Forse non tutti sanno che l’Accordo di Parigi è irreversibile, prevedendo il divieto di uscita per 3 anni più uno di preavviso, per cui fino alla fine del mandato di Trump, formalmente gli USA non potrebbero venir meno agli impegni assunti fino al 2020. Se, poi, intenzione del neoPresidente era di poter rinegoziare l’Accordo per ottenere condizioni più favorevoli che non mettano in difficoltà alcuni settori dell’economia statunitense, quali quelli dei combustibili fossili, ha subito trovato un “diniego” nelle ferventi attività diplomatiche di questi giorni tra Cina e Unione europea, specie dopo il G7 di Taormina che ha mostrato con evidenza le incomprensioni dei leader europei con l’America, espresse in modo esplicito dal disappunto per le conclusioni del Vertice della cancelliera tedesca Angela Merkel.

L’insolita dichiarazione congiunta francese-italiana-tedesca, poi, rilasciata appena un’ora dopo che Trump ha annunciato la sua decisione, attraverso cui Angela MerkelEmmanuel Macron e Paolo Gentiloni hanno definito l’accordo non rinegoziabile è estremamente significativa sulla volontà delle 3 maggiori economie dell’UE di spingersi avanti, anche senza il sostegno degli USA.
L’accordo di Parigi rimane una pietra angolare della cooperazione tra i nostri Paesi per affrontare efficacemente e tempestivamente i cambiamenti climatici – si legge nel Comunicato – Crediamo fermamente che l’accordo non possa essere rinegoziato, in quanto strumento vitale per il nostro pianeta, le società e le economie e per attuare gli impegni previsti dalla Agenda 2030 sugli Obiettivi dello Sviluppo Sostenibile“.

La possibilità che il vuoto lasciato dagli USA possa essere occupato dalla Cina è stato “ventilato” dal Presidente della Commissione UE.
Noi abbiamo spiegato a Taormina a Trump che non sarebbe positivo, per gli Usa e per il mondo, se gli Stati Uniti si ritirassero dalla scena mondiale, perché il vuoto sarebbe riempito – ha sottolineato Jean-Claude Juncker – La Cina fa pressione per riempire questo vuoto. Per me è meglio se andiamo avanti con gli Usa, ma ad ogni modo abbiamo bisogno in questo Accordo della Cina, che è il primo peccatore mondiale sull’ambiente“.
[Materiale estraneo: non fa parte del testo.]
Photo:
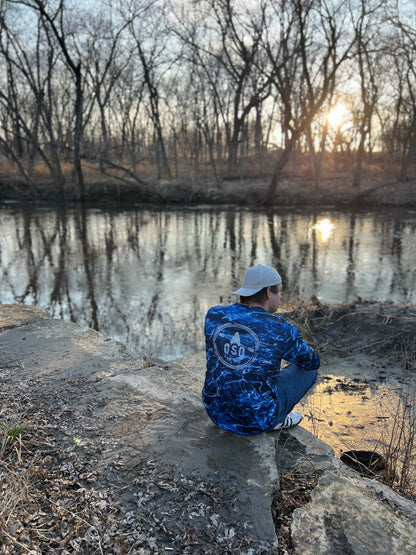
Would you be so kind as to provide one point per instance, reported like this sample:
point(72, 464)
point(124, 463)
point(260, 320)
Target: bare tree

Al di là dei “distinguo”, c’è da osservare come sia condivisibile il commento della Global Challenges Foundation a margine della pubblicazione del “Global Catastrophic Risks 2017” e degli acclusi risultati del Sondaggio sulla percezione dei rischi globali da parte della società civile, commissionato in occasione del G7 di Taormina, di inadeguatezza della governance globale a dare risposte soddisfacenti alle sfide e ai rischi che ci attendono.